Would this be a valid set?
We denote by $fp(\mathbb S)$ the set of all finite subsets of $\mathbb S$, and $ip(\mathbb S)$ the set of all infinite subsets of $\mathbb S$.
$\{x_n \in fp(y) : y \in ip(\mathbb N)\land x_n \notin \{ x_1, x_2, x_3, \dots, x_{n-1} \} \land n \in \mathbb N \} \}$
No, this isn't valid. You reference $x_1,x_2,\ldots$, but haven't defined them previously! Note that set-builder notation does not build a set one step at a time - it tries to build the whole thing at once. You can't use it for a recursive definition.
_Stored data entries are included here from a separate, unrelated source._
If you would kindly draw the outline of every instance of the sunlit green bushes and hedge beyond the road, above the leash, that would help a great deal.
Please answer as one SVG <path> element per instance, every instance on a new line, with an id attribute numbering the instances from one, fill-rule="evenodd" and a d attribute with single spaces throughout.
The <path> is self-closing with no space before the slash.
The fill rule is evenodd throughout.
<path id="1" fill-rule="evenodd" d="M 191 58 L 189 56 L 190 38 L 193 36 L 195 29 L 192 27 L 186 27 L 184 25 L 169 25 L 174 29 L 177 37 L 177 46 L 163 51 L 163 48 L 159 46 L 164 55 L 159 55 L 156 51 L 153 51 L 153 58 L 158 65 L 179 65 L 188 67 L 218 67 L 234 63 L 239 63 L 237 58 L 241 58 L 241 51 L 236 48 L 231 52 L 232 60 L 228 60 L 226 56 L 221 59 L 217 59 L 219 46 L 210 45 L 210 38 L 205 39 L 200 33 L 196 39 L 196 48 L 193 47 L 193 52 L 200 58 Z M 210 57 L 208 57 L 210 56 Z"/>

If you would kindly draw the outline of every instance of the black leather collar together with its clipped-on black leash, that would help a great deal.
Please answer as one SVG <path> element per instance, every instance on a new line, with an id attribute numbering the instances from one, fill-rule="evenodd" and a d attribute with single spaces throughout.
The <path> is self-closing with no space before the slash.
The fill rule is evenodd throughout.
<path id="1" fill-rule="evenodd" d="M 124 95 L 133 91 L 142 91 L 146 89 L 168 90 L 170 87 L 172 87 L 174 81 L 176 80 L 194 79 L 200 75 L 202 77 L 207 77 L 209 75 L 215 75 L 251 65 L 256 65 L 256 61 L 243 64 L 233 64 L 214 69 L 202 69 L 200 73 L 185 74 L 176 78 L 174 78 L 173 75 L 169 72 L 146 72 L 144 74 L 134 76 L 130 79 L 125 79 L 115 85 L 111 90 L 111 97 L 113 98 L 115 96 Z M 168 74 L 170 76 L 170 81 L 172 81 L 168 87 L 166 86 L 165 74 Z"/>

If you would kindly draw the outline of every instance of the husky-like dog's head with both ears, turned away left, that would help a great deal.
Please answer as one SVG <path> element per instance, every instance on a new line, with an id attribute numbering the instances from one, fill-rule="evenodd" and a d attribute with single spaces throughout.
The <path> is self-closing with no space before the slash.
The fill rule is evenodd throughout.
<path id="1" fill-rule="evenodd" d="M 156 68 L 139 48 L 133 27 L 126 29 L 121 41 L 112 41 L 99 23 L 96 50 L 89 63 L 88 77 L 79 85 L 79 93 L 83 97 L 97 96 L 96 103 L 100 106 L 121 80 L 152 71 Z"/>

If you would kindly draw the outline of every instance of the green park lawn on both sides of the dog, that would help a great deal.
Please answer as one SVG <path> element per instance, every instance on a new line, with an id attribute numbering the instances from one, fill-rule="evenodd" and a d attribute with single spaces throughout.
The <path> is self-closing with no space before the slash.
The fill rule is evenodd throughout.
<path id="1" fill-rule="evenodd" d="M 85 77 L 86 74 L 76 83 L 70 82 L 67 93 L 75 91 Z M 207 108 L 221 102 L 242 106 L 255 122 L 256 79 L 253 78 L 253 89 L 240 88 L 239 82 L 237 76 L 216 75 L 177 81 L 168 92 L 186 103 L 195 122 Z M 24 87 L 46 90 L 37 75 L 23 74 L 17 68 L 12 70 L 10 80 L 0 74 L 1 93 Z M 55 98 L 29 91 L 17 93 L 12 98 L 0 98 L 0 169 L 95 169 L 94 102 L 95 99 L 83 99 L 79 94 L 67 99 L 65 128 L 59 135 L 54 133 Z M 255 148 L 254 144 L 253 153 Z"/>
That doesn't mean recursive definitions can't be used - you just can't put them in this format.
Also, in order to introduce things like $n$, you need to say which $n$s you want to consider - "some" $n$? "Every" $n$? "Every third" $n$? You need a quantifier.
You're also being a bit inefficient: saying $y \in \mathbb{I} \wedge \mathbb{I} = ip(\mathbb{N})$ is no different from just saying $y \in ip(\mathbb{N})$.
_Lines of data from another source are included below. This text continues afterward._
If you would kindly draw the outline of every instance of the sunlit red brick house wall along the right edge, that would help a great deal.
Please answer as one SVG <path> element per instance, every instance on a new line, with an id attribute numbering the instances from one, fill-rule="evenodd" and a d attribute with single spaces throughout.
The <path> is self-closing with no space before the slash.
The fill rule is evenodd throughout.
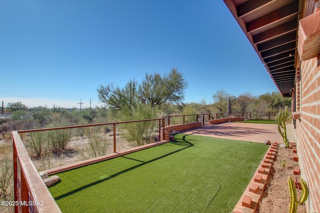
<path id="1" fill-rule="evenodd" d="M 296 120 L 296 143 L 301 176 L 309 188 L 309 211 L 320 213 L 320 66 L 318 58 L 302 61 L 301 81 L 296 84 L 301 94 L 301 119 Z M 299 97 L 300 96 L 300 97 Z M 298 104 L 298 100 L 296 101 Z M 296 106 L 298 109 L 298 106 Z M 298 110 L 297 110 L 298 111 Z"/>

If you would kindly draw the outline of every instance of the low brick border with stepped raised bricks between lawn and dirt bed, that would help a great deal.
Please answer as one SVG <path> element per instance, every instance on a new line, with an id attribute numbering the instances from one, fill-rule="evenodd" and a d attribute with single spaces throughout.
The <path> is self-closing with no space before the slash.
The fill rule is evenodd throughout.
<path id="1" fill-rule="evenodd" d="M 252 176 L 232 213 L 254 213 L 265 188 L 279 144 L 273 143 Z"/>

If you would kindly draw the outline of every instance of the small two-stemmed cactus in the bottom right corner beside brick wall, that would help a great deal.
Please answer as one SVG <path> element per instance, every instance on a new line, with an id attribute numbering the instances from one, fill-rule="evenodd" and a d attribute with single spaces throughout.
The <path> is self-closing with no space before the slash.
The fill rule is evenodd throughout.
<path id="1" fill-rule="evenodd" d="M 309 194 L 308 187 L 306 186 L 306 183 L 302 178 L 300 179 L 300 184 L 302 187 L 302 193 L 299 201 L 297 201 L 294 181 L 290 176 L 288 176 L 288 187 L 289 187 L 289 193 L 290 193 L 289 213 L 296 213 L 298 204 L 303 204 L 308 198 L 308 194 Z"/>

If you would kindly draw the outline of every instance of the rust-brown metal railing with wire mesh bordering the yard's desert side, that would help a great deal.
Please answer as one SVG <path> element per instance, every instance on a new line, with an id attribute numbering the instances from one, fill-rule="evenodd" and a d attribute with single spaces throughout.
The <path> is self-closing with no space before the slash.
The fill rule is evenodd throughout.
<path id="1" fill-rule="evenodd" d="M 232 117 L 273 119 L 276 114 L 233 112 Z M 14 201 L 17 204 L 14 206 L 14 211 L 16 213 L 60 212 L 37 174 L 39 171 L 161 141 L 164 139 L 165 126 L 191 122 L 201 122 L 202 125 L 206 125 L 211 119 L 223 117 L 225 113 L 171 115 L 140 121 L 14 131 L 12 132 L 13 182 Z M 65 143 L 59 144 L 59 141 Z M 68 161 L 70 158 L 73 161 Z"/>

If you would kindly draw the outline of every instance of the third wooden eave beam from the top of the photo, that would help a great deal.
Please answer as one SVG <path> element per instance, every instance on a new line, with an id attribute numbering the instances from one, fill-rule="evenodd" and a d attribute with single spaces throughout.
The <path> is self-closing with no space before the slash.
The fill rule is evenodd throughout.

Ignoring the $x_n \notin \{x_1,x_2,\ldots\}$ part (which doesn't make sense, as I mentioned above), here's what your set is: the set of all finite subsets of infinite subsets of $\mathbb{N}$. This is a weird thing to say, because you could say it much more simply as just "the set of all finite subsets of $\mathbb{N}$", in which case you could have just written $fp(\mathbb{N})$.
To summarize: Your set, as written, is almost valid; but fixing it probably doesn't give the set you wanted to write. If you let me know what set you wanted, I might be able to point you in the right direction.